ERISA consultants at the Retirement Learning Center (RLC) Resource Desk regularly receive calls from financial advisors on a broad array of technical topics related to IRAs, qualified retirement plans and other types of retirement savings and income plans, including nonqualified plans, stock options, and Social Security and Medicare.  We bring Case of the Week to you to highlight the most relevant topics affecting your business.

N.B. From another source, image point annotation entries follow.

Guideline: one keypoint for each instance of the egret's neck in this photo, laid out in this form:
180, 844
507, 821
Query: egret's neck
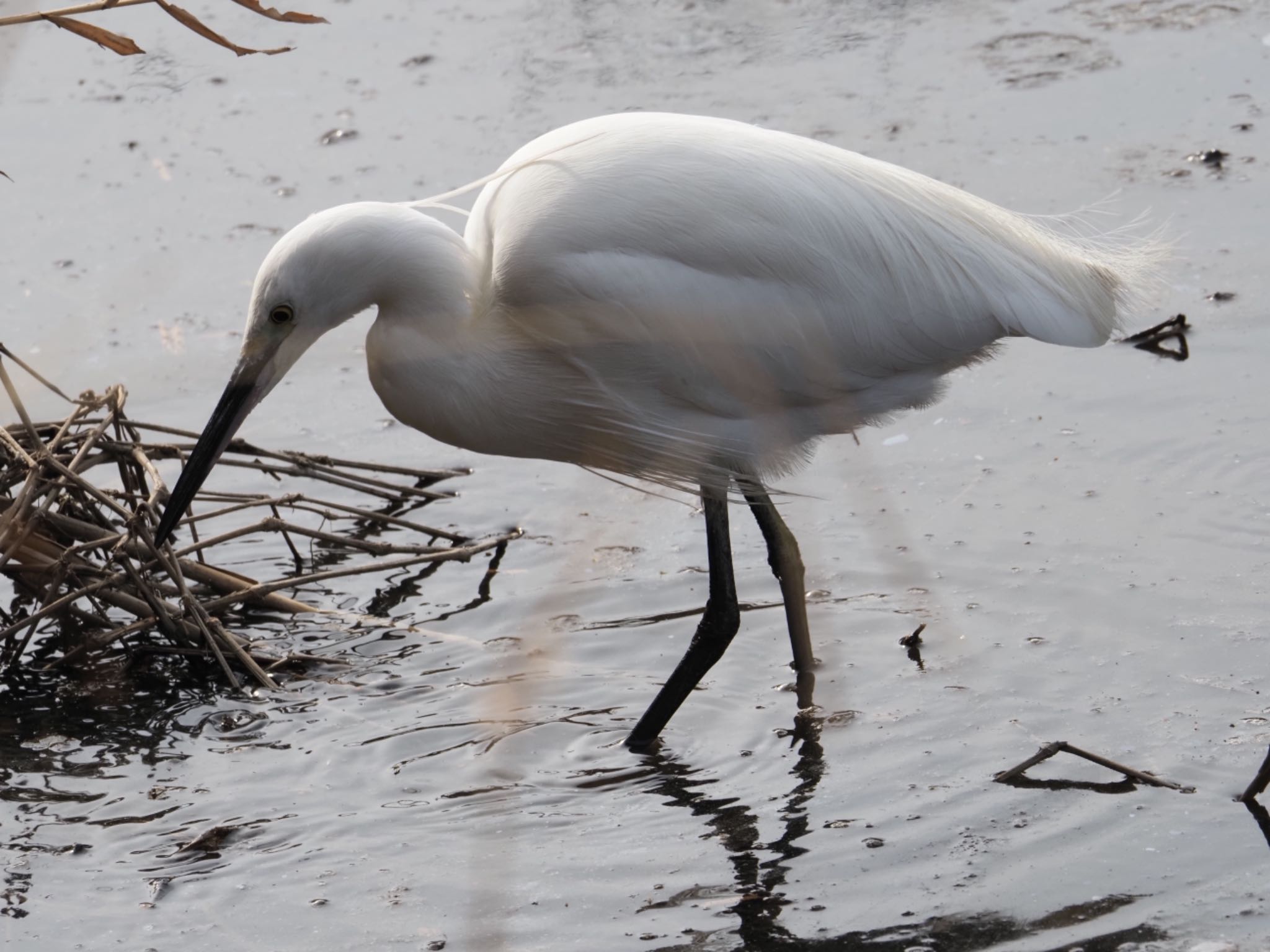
425, 276
435, 356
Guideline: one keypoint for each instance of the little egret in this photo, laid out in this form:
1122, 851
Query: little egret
681, 299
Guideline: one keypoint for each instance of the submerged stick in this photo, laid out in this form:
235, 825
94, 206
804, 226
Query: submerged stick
1057, 747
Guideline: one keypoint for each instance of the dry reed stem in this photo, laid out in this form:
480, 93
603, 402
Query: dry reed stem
68, 540
126, 46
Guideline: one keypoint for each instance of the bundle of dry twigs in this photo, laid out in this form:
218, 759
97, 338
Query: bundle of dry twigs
79, 500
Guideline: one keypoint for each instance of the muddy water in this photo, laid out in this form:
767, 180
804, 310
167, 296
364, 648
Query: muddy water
1083, 534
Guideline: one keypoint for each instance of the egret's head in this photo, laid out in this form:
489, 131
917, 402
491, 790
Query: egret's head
321, 273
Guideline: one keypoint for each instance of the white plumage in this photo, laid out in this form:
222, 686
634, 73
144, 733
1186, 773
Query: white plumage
677, 298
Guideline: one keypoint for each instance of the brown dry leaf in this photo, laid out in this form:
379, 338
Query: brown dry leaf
272, 13
189, 19
102, 37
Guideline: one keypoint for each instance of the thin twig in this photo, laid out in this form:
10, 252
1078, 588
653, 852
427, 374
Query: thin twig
68, 12
1057, 747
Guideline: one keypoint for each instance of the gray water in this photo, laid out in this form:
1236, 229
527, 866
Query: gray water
1082, 532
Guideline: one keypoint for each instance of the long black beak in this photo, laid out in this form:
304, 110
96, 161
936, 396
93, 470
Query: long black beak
235, 404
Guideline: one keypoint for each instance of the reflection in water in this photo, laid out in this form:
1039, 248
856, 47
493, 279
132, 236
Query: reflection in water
61, 729
1122, 786
757, 883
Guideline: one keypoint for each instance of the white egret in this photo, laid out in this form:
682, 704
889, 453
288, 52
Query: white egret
682, 299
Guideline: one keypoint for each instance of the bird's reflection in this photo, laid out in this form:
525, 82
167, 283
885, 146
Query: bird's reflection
758, 884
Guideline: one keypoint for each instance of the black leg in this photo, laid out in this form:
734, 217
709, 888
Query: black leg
714, 632
786, 564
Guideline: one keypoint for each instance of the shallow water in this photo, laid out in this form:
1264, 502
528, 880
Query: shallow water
1082, 532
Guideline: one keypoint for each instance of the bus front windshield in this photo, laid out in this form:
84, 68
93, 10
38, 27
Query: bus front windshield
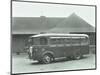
38, 41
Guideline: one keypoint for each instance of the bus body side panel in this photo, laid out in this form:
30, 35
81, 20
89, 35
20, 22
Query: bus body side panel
58, 50
85, 49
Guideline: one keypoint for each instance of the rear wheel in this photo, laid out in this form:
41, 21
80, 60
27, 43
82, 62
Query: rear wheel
77, 56
47, 59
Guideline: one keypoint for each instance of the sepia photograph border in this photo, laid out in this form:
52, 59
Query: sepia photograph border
57, 4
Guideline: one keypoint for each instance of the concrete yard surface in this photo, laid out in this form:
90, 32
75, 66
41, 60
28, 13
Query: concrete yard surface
21, 64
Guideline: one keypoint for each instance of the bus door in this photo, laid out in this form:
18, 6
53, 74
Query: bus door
68, 48
76, 44
57, 46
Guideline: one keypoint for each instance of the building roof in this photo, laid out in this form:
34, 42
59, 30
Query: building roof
73, 23
57, 35
34, 25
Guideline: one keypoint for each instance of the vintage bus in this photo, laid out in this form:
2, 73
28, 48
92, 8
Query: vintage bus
47, 47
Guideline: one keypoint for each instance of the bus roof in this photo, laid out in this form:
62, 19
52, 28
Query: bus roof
58, 35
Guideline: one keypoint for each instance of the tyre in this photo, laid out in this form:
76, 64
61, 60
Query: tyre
47, 59
77, 56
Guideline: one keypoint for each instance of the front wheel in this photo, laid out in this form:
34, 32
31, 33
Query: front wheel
47, 59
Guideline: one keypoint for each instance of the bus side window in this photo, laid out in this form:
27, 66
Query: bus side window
43, 41
53, 41
84, 41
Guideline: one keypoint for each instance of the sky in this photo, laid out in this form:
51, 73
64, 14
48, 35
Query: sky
27, 9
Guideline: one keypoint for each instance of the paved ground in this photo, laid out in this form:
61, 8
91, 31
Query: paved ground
21, 64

A recent call with an advisor in Tennessee is representative of a common question related to designated Roth 401(k) contributions.

Highlights of Discussion

  • When dealing with tax-related questions, always seek the guidance of a tax professional. What follows is general information based on IRS tax forms.
  • No, designated Roth contributions made to a 401(k) plan are not reported on IRS Form 8606, Nondeductible IRAs (see the instructions for Form 8606). The 401(k) [or 403(b) or governmental 457(b)] plan administrator reports such contributions on a worker’s IRS Form W-2, Wage and Tax Statement in box 12. Because designated Roth 401(k) contributions are subject to federal income tax withholding and Social Security and Medicare taxes (and railroad retirement taxes, if applicable), they also must be included in boxes 1, 3, and 5 (or box 14 if railroad retirement taxes apply) on Form W-2.
  • Please note that where designated Roth 401(k) contributions might show up on Form 8606 is on Line 22, which is used to report the basis in a Roth IRA. Any designated Roth 401(k) amounts an individual rolls into his Roth IRA during the year would be included as basis in the Roth IRA and included in the figure reported on Line 22.

Conclusion

Designated Roth contributions made to a 401(k) plan are not reported on IRS Form 8606, Nondeductible IRAs. However, a taxpayer will need to include designated Roth 401(k) amounts rolled into a Roth IRA in the value of the Roth IRA’s basis.